While speaking with reporters in Brussels, Pelosi urged NATO allies to not allow Huawei technology into their cellular networks. Pelosi echoed the position of the Trump administration, which is that Huawei is essentially an arm of the chinese government and uses their products as information gathering tools. Essentially, your data is not safe with Huawei. Pelosi even went so far as to say that having a Huawei product is like ““having the state police, the Chinese state police, right in your pocket.”
Pelosi event went on to address the common refrain amongst those who continue to use Huawei products— “It’s so much cheaper!”
“While some people say that it’s cheaper to do Huawei — well yeah — it’s a People’s Liberation Army initiative using reversed engineering from Western technology…So, of course it’s going to be cheaper to put on the market. And if it’s cheaper, then they get the market share and then they [China] bring in their autocracy of lack of privacy,” Pelosi continued. “You cannot sell the privacy of the people of your country down the river.”

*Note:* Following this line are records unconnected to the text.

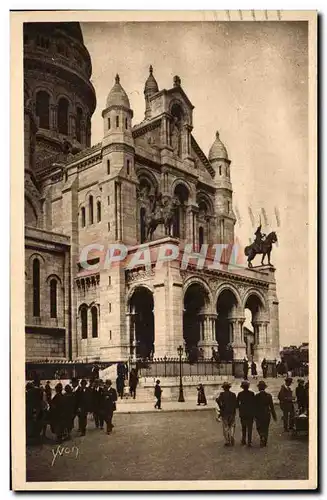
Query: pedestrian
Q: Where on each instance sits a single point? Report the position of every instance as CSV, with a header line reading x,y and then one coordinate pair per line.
x,y
75,385
254,372
246,406
157,394
96,396
109,405
264,367
245,369
227,403
285,397
306,404
83,396
202,400
264,409
300,396
57,413
48,392
69,410
120,384
133,381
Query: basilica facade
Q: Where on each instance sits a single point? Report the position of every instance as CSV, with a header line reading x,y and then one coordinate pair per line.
x,y
143,186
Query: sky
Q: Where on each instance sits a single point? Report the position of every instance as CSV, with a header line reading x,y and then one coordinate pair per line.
x,y
249,81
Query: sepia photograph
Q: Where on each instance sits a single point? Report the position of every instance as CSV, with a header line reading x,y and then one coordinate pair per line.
x,y
164,202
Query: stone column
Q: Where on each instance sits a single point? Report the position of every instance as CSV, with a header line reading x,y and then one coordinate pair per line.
x,y
261,347
239,346
207,339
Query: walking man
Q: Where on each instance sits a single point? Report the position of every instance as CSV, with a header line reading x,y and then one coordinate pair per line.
x,y
246,406
264,367
83,396
245,369
300,395
227,403
285,397
264,409
157,393
109,404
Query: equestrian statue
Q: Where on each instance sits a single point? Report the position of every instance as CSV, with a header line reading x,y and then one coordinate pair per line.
x,y
162,212
262,245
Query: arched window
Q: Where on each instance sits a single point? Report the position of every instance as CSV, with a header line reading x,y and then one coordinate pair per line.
x,y
83,217
63,116
42,109
53,298
91,218
79,118
201,237
94,314
142,225
99,211
36,287
84,322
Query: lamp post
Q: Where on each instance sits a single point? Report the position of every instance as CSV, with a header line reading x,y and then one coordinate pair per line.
x,y
181,394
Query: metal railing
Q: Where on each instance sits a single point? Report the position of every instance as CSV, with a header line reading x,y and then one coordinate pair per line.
x,y
170,367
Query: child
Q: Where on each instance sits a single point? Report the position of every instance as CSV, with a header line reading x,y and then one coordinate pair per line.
x,y
157,393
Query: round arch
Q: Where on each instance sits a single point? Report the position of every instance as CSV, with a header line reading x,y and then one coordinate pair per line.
x,y
141,325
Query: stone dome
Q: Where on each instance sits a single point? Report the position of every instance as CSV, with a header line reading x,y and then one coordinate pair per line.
x,y
151,86
117,95
217,150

The U.S. has been warning their allies of Huawei for months. Unfortunately, those warnings seem to have fallen on deaf ears. The U.K. recently announced that they will allow Huawei products to be used in their 5G networks in a “limited capacity.”
Naturally, many in the U.S. are furious with the U.K.’s announcement. So much so that a group of House Republicans recently introduced a resolution denouncing the United Kingdom’s decision.

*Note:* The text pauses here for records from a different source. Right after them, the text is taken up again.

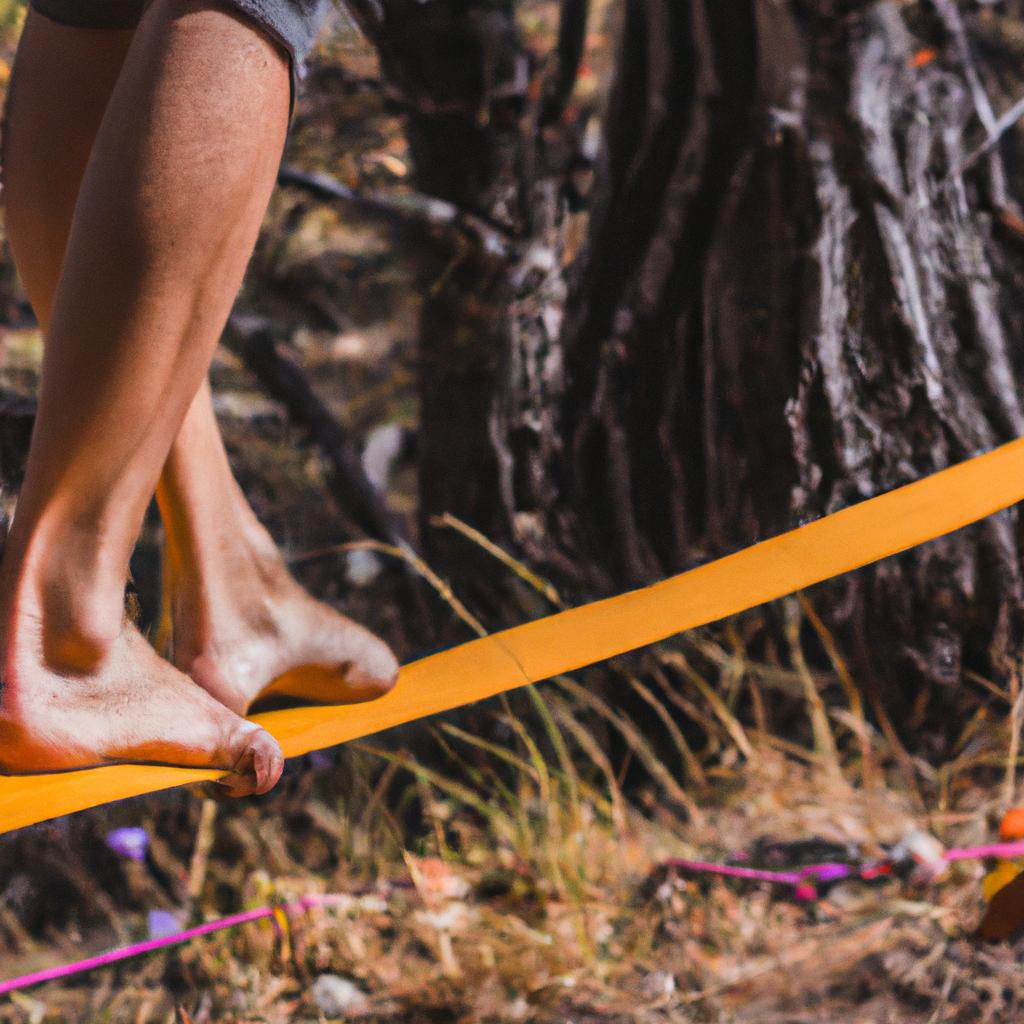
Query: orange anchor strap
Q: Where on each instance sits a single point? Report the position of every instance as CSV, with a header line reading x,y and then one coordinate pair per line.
x,y
569,640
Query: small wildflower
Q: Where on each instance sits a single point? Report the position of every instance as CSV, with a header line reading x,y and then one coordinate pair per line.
x,y
130,842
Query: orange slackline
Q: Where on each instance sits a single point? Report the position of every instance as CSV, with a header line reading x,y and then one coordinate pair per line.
x,y
538,650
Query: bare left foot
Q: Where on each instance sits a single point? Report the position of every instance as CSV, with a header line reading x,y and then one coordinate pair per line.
x,y
258,634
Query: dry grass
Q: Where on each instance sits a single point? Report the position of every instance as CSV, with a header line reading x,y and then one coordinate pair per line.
x,y
529,887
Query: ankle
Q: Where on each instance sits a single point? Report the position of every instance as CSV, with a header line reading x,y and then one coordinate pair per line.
x,y
71,587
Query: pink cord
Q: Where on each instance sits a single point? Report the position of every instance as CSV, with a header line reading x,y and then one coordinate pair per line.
x,y
802,881
137,948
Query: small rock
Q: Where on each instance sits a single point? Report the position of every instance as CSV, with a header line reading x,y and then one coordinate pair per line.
x,y
336,996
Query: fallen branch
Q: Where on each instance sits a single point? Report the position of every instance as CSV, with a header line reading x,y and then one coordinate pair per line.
x,y
427,211
285,380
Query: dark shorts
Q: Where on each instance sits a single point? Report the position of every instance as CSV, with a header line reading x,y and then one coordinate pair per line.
x,y
294,24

“Huawei equipment is absolute poison — providing them access to any aspect of a 5G network compromises the integrity of the entire system and will result in network data being sent back to Communist Party leaders in Beijing,” the lawmakers said in a joint statement.
Will all of this rhetoric actually help the U.S. in its quest to subdue Huawei? Maybe. But it’s far more likely that other members of the European Union follow in the United Kingdom’s footsteps and allow Huawei to continue on in a limited capacity.